2. Begin to routinely take notes of what you notice after an overwhelming situation with as much detail as possible (time of day, who you were with, circumstances, what happened the 48 hours prior).
Example 1a: At the airport I felt overstimulated during the security line from so many people moving around and felt their stress and anxiety and the rush they were in. I noticed how much I hate the smell of the airport, how loud the family nearby was while arguing, how nervous the man right in front of me was due to his fidgeting hands. I could feel his nerves and noticed my own anxiety kicking in. The people behind me were standing too close to me and the woman's long hair kept brushing against me when she turned. I was grossed out touching the bins on the security conveyer belt after seeing someone had placed their gum in a bin. I hadn't slept well the night before, which makes me more anxious. I wore too heavy of a shirt that I couldn't remove and was sweating, which gets me really irritable. I forgot a hair tie and my hair being down my neck was making me even warmer...
3. In your notes, assign ratings to the different levels of stimulation from 0(fine) to 10(worst). This will help you to figure out which of your senses is most sensitive. Mine are sound (shrill, unexpected noises, smacking lips), smells (body odor, garbage, microwaved food), and touch (temperature of my environment, clothes that are too restricting, unwanted affection, and people too close to me).
Example 1b: Sound = 8, Smell = 6, Touch = 7, Sight = 5, Taste = 0, Emotional Attunement = 5.

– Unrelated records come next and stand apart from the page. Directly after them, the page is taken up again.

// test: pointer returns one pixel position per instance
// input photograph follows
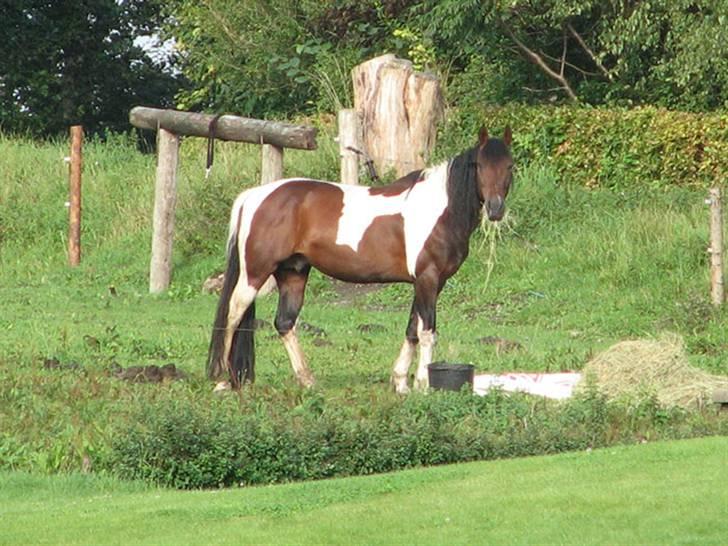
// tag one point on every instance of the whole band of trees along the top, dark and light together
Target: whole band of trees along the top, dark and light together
(278, 59)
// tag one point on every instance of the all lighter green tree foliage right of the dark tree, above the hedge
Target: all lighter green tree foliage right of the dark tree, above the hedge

4. After you gather information in a few scenarios, pay attention to patterns and experiment with your own strategies in future similar scenarios. Take ratings to see how much things may have improved.
Some HSPs feel overwhelm from all of their senses. Some have a sense or two that dominate. As you learn which of your senses are most sensitive, you can plan ahead and create your own version of a "HSP Survival Kit" to keep on you proactively or to have in your home or office.
Example 1c: To improve my overwhelm the next time I went through airport security, I wore noise cancelling headphones and listened to calm music and didn't look too hard at anyone fidgeting or nervous around me. I kept a backpack on and my carryon bag behind me to keep distance in a polite way between myself and the person behind me. I wore a light jacket with a shirt underneath in case I needed to remove it if I got hot. I also brought my portable fan in case I got hot along with my neck cooling towel. I brought hand sanitizer to use after touching the security bins (and washed my hands in the bathroom after). I brought hand lotion that smelled nice for smell overwhelm. After getting through security, I bought an ice cold water and went and found a quiet corner with less of a crowd to cut down on my peripheral vision of people moving about. I put a hat on to limit any sensory intake of people moving about even further...
Updated ratings: Sound = 3, Smell = 3, Touch = 2, Sight = 3, Taste = 0, Emotional Attunement = 1.